Üstelik hiç bitmeyecekmiş gibi yaşamışız hayatlarımızı.
Ama artık kızmıyorum, gülüp geçiyorum sadece..
Arkadaşlarınsa bir kaç küfür sığdırabiliyor sadece eroinden dört dönmüş,
Karınca yuvası beyinlerine.
Üzülme affettim seni.
Nefret de etmiyorum zaten;
Çünkü biliyorum nefretin sevgiden daha yoğun bir duygu olduğunu.
Sana dair hiçbir şey kalmadı bende.
Sana kiraladığım kalbimi de geri alıyorum.
Depozitosu kalsın,
Belki kendine üst baş bir şey alırsın..

30 Eylül 2010 Perşembe

Kelebek Çocuk'a Son Mektup

Yalnızlığa alışmak gibiydi seni sevmek, şimdi sen gittin ya, kalabalığında kayboldum. Bul, çıkar beni aralarından, sev beni diyemem. Bulmazsın, bulsan da çıkarmazsın beni tıktığın insan karmaşasından, çıkarsan da sevmezsin ki, bilirim gücün yetmez beni hissetmeye bedeninin her bir hücresinde.
Kaybetmek için aradığın eski bir oyuncak gibiyim, sense arananlar listemdeki 5 yıldızlı isim. Seni sevmezler, seni sevmeyi bilmezler ya; belki de sevenleri göremeyişindendir anlam kazanma çaban. Ve sen beni göremeyecek kadar kör olmuşsun, anlaşılamama çaban, mistik inançların ve melankoliye aşık olman sanırım nedeni. Olsun yürüyecek daha çok yolumuz var, aynı geleceğe olmasa da, belki pembe bir tavşan yolunu kesecek gözünün alabildiği en geniş bayırda; ya da ben kötü cadının eline düşerim, satar beni ucuz bile denilemeyecek kadar aciz pazarlarda. Hayallerimiz vardı hani, unuttun mu, büyümeyecektik ya..?
Bana veda etmeyecektin ya sanırım artık çok geç ben seni kalbimdeki en uzak adrese postaladım, gönderenin adı yok, tanımazsın da zaten. Hiçbir zaman anlamaya çalışmadın ya, ya da reddedişindendi anlamayışındaki saflık. Merak etme artık seni daha çok seviyorum, bana acı verdiğin için değil, lakin bana acı çekmenin ne demek olduğunu öğrettiğin için. Bu sefer ben sana veda ediyorum sevgilim, artık özgürsün, akıttım seni rimelimden, gidebilirsin..

25 Eylül 2010 Cumartesi

Bir ben var ben dışında..

Yürüdüm, yürüdüğüm yollar kadar büyüdüm.
Kaç kilo çekerdi ki hatıralarım,
Ya da satsam ne kadar ederdi salı pazarında?
Annemden başka kim verirdi bana bu sınırsız değeri,
Ve ben bunu bilerek neden kendime yeni omuzlar aradım?
Gözlerimi kapattığım anda başka bir erkeğin yatağında bulmak istemedim kendimi.
Uykularım yok artık, ak sakallı dede alıp götürdü rüyalarımı.

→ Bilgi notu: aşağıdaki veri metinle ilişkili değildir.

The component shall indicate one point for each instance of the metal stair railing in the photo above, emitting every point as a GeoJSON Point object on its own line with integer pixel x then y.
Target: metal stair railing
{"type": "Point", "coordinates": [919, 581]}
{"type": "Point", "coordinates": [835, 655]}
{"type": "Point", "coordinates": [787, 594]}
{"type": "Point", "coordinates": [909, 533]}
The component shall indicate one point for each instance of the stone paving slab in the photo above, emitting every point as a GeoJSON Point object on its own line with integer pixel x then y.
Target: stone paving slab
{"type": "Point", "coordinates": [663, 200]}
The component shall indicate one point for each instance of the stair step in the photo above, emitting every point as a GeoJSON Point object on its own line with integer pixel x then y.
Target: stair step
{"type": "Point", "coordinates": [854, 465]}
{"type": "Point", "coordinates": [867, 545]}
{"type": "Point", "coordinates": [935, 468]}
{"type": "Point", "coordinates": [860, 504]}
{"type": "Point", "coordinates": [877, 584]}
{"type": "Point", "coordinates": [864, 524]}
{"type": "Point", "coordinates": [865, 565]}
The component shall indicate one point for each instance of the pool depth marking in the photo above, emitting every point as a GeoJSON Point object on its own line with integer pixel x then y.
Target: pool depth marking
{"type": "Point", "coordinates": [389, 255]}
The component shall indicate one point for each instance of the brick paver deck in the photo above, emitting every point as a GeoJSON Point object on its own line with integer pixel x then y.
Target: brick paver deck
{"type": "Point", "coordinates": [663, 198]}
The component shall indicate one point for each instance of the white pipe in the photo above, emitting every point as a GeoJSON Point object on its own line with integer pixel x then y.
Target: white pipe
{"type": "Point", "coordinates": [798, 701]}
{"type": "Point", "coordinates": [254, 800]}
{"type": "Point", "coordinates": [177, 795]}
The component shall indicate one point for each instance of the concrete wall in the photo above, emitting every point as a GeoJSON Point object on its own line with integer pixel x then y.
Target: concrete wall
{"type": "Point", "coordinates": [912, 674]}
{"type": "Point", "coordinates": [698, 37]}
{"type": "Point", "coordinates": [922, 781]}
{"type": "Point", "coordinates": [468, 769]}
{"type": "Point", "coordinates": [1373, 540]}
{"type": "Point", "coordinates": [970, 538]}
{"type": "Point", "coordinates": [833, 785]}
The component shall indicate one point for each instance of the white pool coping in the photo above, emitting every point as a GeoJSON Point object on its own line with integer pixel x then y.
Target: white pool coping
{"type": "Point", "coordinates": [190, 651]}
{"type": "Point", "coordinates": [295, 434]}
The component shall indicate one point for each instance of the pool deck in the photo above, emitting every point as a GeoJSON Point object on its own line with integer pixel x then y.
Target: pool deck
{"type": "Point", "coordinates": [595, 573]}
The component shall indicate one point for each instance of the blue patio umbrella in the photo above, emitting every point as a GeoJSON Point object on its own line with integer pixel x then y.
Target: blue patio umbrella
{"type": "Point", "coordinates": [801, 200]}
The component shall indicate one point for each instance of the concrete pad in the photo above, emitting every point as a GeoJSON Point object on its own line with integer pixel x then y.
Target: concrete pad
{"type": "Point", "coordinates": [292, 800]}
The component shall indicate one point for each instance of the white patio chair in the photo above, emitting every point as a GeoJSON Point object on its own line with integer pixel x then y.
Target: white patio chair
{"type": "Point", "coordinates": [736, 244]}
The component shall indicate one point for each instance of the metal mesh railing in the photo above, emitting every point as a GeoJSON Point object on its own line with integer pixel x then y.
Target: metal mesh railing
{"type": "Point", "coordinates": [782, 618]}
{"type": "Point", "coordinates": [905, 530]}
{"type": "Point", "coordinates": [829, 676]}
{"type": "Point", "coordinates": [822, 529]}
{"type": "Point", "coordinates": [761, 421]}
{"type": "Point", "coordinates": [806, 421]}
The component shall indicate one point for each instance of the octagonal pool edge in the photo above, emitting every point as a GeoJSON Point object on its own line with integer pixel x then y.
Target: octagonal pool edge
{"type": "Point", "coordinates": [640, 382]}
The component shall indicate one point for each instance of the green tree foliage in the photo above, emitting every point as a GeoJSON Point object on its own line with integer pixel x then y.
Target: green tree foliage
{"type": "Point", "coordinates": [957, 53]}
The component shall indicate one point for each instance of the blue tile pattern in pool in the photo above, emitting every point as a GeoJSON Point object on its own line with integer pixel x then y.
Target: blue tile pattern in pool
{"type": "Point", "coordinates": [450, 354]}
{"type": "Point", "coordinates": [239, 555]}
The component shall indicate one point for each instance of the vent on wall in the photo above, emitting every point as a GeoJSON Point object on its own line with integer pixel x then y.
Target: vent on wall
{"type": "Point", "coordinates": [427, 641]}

Yollara düştüm, yollar bana dönüştü zamanla.
Nereye baksam eski bir hata daha.
Gözlerimi kırpmam kadar sürdü yalnızlığım.
Her yer benim silüetlerimle kaplıydı.
Gidebildiğim kadar kalabalık,
Kaldığım kadar yalnızdım.
Gökyüzünü istila etmiş yıldızlar kadar ansızdım.


Görüyorum ki artık yolları götürmüşler başka şehirlere.
Ben ulaşamayayım, onlara yetişemeyeyim diye.
Artık umrumda değil sevemediğim erkekler, inanmadığım efsaneler..
Uğraşmıyorum kendimi avutmaya.
Biliyorum gereği de yok artık.
Giden çoktan yarılamışken yolu,
Ardından su dökmek sadece biraz daha kuraklığa neden olur.
Gerek yok sevgi sözcüklerine, terk ederken.
İnandırıcı olmayacaklar çünkü, ama ben inanacağım bile bile.
Veda etmeyelim de sadece el sallarız, birer yabancı gibi.
Sen öpmezsin beni, bense tutmam ellerini, sarılmayız uzun uzun.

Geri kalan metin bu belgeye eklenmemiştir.